Titelthema
„Es ist eine Frage der Unternehmenskultur“
Herr Professor Süße, was zeichnet aus Forschungs-sicht „familienfreundliche Unternehmen“ aus?
Eine ganze Menge, es gibt eine Vielzahl an Variablen. Zum einen flexible Arbeitszeiten. Dabei ist es wichtig, dass es klare Richtlinien für Telearbeit und Homeoffice gibt. Es gibt Berufsfelder, die schlecht ins Homeoffice verlagert werden können. Da müssen Arbeitgeber Transparenz schaffen, wer was für wie viele Stunden macht und über Redundanzen dafür sorgen, dass genug Zeit für die Familienbetreuung bleibt. Die Digitalisierung in der Fertigung ermöglicht es, ein modernes Schichtsystem einzuführen. Wenn die Produktionsgewinne durch Künstliche Intelligenz realisiert werden, können weitere Aufgaben von zuhause aus erledigt werden. Heute müssen Mitarbeitende nicht mehr zwingend neben der Maschine stehen, um sie zu bedienen. Das würde dann auch aus dem Homeoffice heraus möglich sein.

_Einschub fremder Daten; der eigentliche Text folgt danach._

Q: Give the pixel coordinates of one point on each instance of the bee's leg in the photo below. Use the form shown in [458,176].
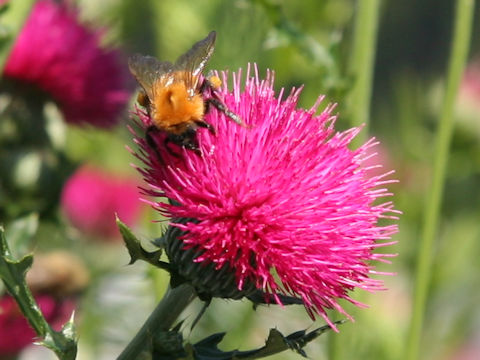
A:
[223,108]
[206,125]
[168,140]
[186,140]
[212,82]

Ein weiterer Punkt ist die Organisationskultur. Wie committed sind die Führungskräfte, wie verständnisvoll sind sie, wenn plötzlich das Kind aus der Kita abgeholt werden muss oder der Pflegedienst anruft? Manchmal kommt es auch vor, dass Mitarbeitende mit geringen familiären Verpflichtungen wenig Verständnis für Kolleginnen und Kollegen mit Kindern oder pflegenden Angehörigen aufbringen. Hier kann ein konstruktiver und offener Dialog zwischen allen Beteiligten helfen. Die Wertschätzung für Familie und Privatleben muss da sein und von den Führungskräften vorgelebt werden.
Unterstützung durch Vorgesetzte kann sich auch darin zeigen, dass sich die Betreuung von Familienangehörigen positiv auf die Leistungskennzahlen auswirkt. Auch innovative Angebote zur Stärkung des Selbstmanagements können dabei helfen, Mitarbeitende zu stärken, um den ständigen Balanceakt zwischen Arbeit und Familie gut bewältigen zu können.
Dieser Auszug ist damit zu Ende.